Permalink 05/06/08 at 07:21:34 am, by Ed, 532 words   English (US)
Categories: School, Programming

You know the old adage "When all you have is a hammer, every problem looks like a nail". Well, I'm in my stagecraft class, and we regularly have to reverse that. That is, "When all you have is a nail, every tool looks like a hammer." Which I'm sure many of us have experienced in the past, driving in a nail with the but of a screwdriver, the battery of a cordless drill, a caster, a different piece of wood, a belt sander, a router, the butt of your hand, a jigsaw, or in the rare cases when you're feeling industrious, a hammer.
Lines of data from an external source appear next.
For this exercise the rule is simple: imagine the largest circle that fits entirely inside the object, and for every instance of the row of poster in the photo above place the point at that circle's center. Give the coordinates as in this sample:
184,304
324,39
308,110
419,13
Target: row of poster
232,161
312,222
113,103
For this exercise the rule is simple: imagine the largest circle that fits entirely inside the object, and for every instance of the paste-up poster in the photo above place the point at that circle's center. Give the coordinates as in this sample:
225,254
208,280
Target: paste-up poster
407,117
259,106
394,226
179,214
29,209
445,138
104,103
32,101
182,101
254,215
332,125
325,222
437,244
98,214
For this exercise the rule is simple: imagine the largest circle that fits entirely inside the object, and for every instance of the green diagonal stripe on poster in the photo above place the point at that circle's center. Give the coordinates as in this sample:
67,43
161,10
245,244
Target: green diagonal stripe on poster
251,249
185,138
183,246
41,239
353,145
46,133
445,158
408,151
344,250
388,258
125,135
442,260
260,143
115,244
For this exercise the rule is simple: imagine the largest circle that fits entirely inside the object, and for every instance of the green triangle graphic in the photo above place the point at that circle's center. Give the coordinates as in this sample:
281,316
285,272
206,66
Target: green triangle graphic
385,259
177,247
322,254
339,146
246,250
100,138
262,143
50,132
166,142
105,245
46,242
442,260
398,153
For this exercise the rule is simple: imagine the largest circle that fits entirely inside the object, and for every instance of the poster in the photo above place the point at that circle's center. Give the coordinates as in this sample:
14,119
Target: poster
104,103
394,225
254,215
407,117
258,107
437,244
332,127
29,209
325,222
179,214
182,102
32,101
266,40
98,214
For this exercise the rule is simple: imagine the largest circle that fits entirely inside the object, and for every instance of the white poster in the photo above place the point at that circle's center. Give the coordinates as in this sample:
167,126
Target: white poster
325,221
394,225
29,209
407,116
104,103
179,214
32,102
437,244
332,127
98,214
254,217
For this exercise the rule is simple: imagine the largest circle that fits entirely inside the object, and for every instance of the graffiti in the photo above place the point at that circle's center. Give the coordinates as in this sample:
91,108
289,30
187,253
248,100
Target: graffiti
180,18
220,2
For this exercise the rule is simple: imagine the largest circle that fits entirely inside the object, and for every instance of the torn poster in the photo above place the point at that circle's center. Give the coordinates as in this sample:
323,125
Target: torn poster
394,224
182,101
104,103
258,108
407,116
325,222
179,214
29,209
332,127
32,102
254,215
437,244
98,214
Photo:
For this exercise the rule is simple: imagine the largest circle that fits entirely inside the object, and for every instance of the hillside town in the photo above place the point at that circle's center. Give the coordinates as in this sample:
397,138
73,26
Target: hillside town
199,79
Honestly, the hammer is just about the simplest tool in any shop, and we rarely use them. We just take what we have and use that instead. Why don't they just put a ball peen on every power tool they make? It'd save us the trouble of getting up and actually fetching a hammer to drive the nail in all the way so that the jigsaw doesn't jump when it hits it, or the sand belt doesn't break when it files down the nail head into nothing, or god knows what would happen when the router comes near it.

But that's not the only place I've seen it. I've seen it in programming, having been guilty of doing it myself some times as well. Most recently, for example, I have a very simple "node" object which in ones mind one already knows what it is. It's a sub-object of a parent object that needs several objects arranged in a certain way. Nodes are used everywhere in programming. In this case, in a self-balancing binary search tree I've used for a project in a class. This node has grown to contain:

  • a left and right child node (indisposable in a binary tree)
  • a parent node (also very useful)
  • a value (what's the point of having a node without data?)
  • a key (okay, self-balancing trees need something to sort by)
  • a left and right child height (I guess it's okay to cache the height so as to not recalculate it every time)
  • an article count (okay, that makes s--What!?)
  • the current article (Wait up! I'm still stuck on the last one!)
  • the IDF (Random unexplained acronyms abound!
  • and the phrase length (I give up)

It should have been so simple! It should have gone no further than the key! Maybe have a child height, but no more! Every time we needed the program to do something else with the data, I stuck it into the node as a new data value. The IDF isn't even used in the first half. In fact, it isn't even used in relation to the self balancing tree! I reuse the nodes to get away from having to create a new object to create a list of items linked by parent and child. I'm essentially using a left-right node as a left-only node and foregoing all operations supplied by the tree entirely.

Like I said, when all I have to do is sort, every tool looks like a self-balancing tree node. Yeah, that's right! I pulled it all back together! Didn't see that coming did you?